Usage
find.threshold.C(corpus, labeling, banned = NULL, R = 0, objective.function = 2, a = 1, verbosity = 0, step.verbosity = verbosity, positive.only = FALSE, binary.features = FALSE, no.regularization = FALSE, positive.weight = 1, Lq = 2, min.support = 1, min.pattern = 1, max.pattern = 100, gap = 0, token.type = "word", convergence.threshold = 1e-04)
Arguments
corpus
A list of strings or a corpus from the tm package.
labeling
A vector of +1/-1 or TRUE/FALSE indicating which documents are considered relevant and
which are baseline.

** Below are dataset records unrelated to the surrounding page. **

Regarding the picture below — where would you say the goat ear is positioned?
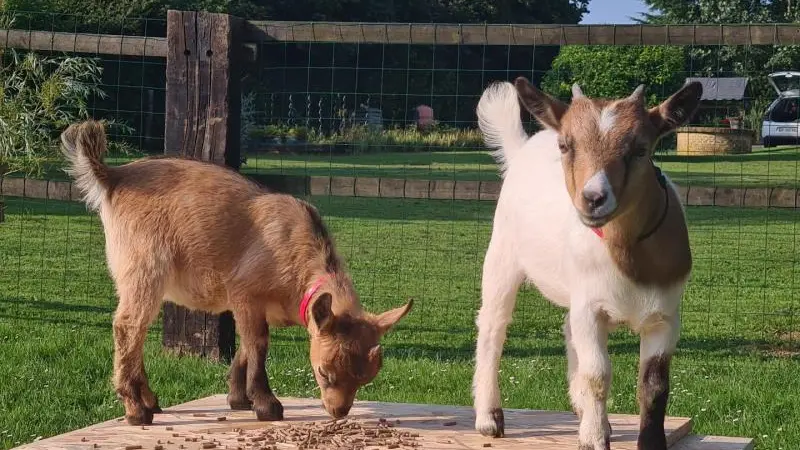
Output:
[375,299,414,334]
[311,292,333,332]
[649,81,703,136]
[514,77,568,131]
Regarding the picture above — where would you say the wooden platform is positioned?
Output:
[12,395,753,450]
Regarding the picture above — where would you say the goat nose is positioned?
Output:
[583,191,608,209]
[333,406,350,419]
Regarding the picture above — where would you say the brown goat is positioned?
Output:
[61,121,412,425]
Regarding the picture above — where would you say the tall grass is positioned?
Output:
[249,124,484,154]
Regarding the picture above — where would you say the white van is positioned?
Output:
[761,72,800,147]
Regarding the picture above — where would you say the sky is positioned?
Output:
[581,0,647,24]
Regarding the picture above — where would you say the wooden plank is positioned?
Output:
[246,21,800,46]
[12,395,752,450]
[0,29,167,58]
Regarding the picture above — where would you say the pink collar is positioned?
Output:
[300,274,330,327]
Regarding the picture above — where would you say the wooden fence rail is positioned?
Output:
[0,21,800,58]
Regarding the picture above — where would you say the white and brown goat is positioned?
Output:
[473,78,702,450]
[61,121,411,424]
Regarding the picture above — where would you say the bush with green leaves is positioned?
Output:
[0,50,131,176]
[542,45,686,104]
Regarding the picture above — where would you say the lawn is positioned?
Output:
[233,143,800,187]
[0,197,800,450]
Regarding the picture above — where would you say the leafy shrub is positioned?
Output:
[0,50,131,176]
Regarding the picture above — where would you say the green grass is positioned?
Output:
[234,143,800,187]
[0,197,800,450]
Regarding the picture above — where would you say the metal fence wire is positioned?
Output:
[0,9,800,449]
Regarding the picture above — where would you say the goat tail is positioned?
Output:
[477,81,528,177]
[61,120,111,210]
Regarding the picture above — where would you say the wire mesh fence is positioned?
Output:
[0,9,800,449]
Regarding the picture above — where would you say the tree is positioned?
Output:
[542,46,685,103]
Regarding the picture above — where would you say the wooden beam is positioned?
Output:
[0,21,800,54]
[0,29,167,58]
[246,21,800,46]
[163,11,243,360]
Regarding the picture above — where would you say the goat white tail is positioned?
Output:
[477,81,528,174]
[61,120,111,211]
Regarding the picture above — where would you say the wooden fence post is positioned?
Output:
[163,10,244,360]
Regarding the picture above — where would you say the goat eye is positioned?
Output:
[317,367,330,384]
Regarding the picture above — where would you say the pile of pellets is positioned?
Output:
[167,419,421,450]
[240,419,419,450]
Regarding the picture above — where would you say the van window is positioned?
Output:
[769,98,800,122]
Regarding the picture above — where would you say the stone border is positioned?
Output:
[0,175,800,208]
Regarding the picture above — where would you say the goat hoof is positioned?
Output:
[475,408,506,438]
[228,395,253,411]
[636,435,667,450]
[125,408,153,426]
[254,398,283,422]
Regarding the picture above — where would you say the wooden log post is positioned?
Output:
[163,11,244,361]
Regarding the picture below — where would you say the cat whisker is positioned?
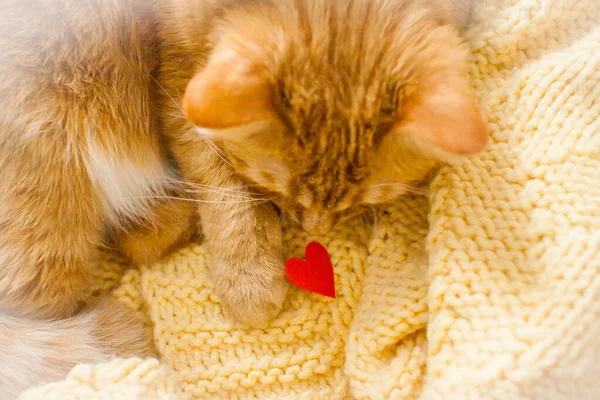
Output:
[373,183,429,196]
[148,74,232,166]
[156,179,266,196]
[132,195,270,204]
[185,188,268,200]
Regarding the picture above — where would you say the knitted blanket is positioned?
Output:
[22,0,600,400]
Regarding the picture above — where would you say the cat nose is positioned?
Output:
[302,211,333,236]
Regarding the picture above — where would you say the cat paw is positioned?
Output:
[214,260,289,326]
[87,299,157,357]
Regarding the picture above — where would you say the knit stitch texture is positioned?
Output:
[22,0,600,400]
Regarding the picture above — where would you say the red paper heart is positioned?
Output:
[285,242,335,299]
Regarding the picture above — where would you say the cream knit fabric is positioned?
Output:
[22,0,600,400]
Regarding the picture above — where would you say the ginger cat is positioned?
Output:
[0,0,487,396]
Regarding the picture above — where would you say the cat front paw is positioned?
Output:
[213,258,289,326]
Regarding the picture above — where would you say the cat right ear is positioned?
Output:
[183,59,277,140]
[398,78,488,160]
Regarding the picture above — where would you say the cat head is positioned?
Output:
[184,0,488,233]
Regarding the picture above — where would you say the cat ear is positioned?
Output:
[398,79,488,156]
[183,59,277,140]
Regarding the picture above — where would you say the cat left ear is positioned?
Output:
[397,79,488,158]
[183,60,277,140]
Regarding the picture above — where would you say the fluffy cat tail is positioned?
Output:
[0,302,153,400]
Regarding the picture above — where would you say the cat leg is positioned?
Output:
[113,196,198,265]
[166,141,289,325]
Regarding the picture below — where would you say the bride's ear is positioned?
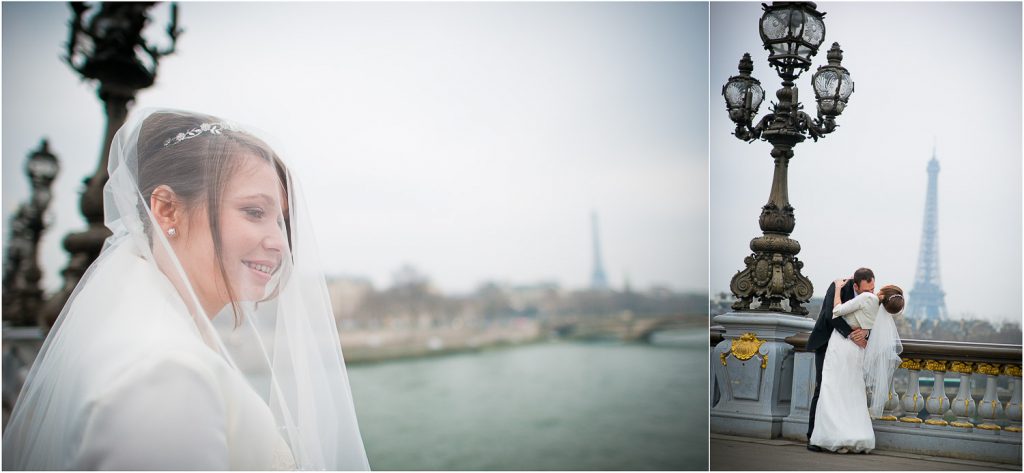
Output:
[150,185,183,234]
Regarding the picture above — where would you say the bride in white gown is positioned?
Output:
[809,280,905,454]
[3,111,369,470]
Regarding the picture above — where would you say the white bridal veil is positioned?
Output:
[3,110,369,470]
[864,305,903,418]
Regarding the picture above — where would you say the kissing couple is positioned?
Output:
[807,268,906,454]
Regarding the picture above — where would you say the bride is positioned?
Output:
[809,280,905,454]
[3,110,369,470]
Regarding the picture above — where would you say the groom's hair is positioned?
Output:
[853,267,874,286]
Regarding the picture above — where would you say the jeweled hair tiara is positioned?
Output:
[164,123,232,147]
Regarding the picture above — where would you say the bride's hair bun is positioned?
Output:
[879,285,906,313]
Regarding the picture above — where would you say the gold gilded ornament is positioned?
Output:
[949,361,973,375]
[978,363,999,374]
[729,332,765,361]
[899,358,921,371]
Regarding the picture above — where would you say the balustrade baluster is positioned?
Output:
[925,359,949,426]
[949,361,978,430]
[879,373,899,422]
[899,358,925,424]
[977,363,1002,434]
[1002,364,1021,434]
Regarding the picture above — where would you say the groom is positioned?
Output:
[807,267,874,452]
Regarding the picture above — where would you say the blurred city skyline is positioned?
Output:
[3,2,708,293]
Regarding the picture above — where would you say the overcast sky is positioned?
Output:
[3,3,712,292]
[710,2,1021,320]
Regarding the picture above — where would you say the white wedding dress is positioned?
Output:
[2,110,370,471]
[810,331,874,452]
[4,241,295,470]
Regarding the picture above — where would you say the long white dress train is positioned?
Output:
[810,331,874,452]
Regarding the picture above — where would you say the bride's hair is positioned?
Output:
[879,285,906,314]
[137,112,291,325]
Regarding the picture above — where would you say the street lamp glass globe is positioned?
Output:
[760,2,825,74]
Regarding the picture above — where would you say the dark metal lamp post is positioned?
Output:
[41,2,182,327]
[3,139,60,326]
[722,2,853,315]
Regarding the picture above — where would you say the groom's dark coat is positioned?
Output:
[807,280,856,442]
[807,280,856,351]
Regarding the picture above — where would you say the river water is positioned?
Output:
[349,329,708,470]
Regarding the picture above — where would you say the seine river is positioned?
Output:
[349,329,708,470]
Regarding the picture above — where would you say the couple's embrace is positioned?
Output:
[807,268,906,454]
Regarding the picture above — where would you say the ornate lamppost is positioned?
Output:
[722,2,853,315]
[41,2,182,327]
[3,139,60,327]
[711,2,853,438]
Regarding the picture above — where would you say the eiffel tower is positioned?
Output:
[907,147,948,321]
[590,212,608,291]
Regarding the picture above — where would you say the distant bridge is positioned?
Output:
[548,315,707,342]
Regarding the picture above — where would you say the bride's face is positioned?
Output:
[179,157,288,316]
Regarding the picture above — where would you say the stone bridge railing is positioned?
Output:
[710,319,1021,466]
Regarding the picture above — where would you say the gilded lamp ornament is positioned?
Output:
[720,332,768,370]
[722,2,853,315]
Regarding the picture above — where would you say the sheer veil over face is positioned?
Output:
[3,110,369,470]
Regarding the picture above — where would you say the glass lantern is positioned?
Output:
[722,53,765,124]
[760,2,825,77]
[811,43,853,118]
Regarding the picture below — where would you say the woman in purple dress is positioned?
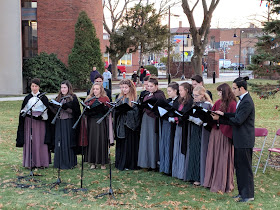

The +1/-1 can contain 0 whcih means drop the document.
banned
List of words that should be dropped from consideration.
R
Number of times to scramble labling. 0 means use given labeling and find single C value.
objective.function
2 is hinge loss. 0 is something. 1 is something else.
a
What percent of regularization should be L1 loss (a=1) vs L2 loss (a=0)
verbosity
Level of output. 0 is no printed output.
step.verbosity
Level of output for line searches. 0 is no printed output.
positive.only
Disallow negative features if true
binary.features
Just code presence/absence of a feature in a document rather than count of feature in document.
no.regularization
Do not renormalize the features at all. (Lq will be ignored.)
positive.weight
Scale weight pf all positively marked documents by this value. (1, i.e., no scaling) is default) NOT FULLY IMPLEMENTED
Lq
Rescaling to put on the features (2 is standard). Can be from 1 up. Values above 10 invoke an infinity-norm.
min.support
Only consider phrases that appear this many times or more.
min.pattern
Only consider phrases this long or longer
max.pattern
Only consider phrases this short or shorter
gap
Allow phrases that have wildcard words in them. Number is how many wildcards in a row.
token.type
"word" or "character" as tokens.
convergence.threshold
How to decide if descent has converged. (Will go for three steps at this threshold to check for flatness.)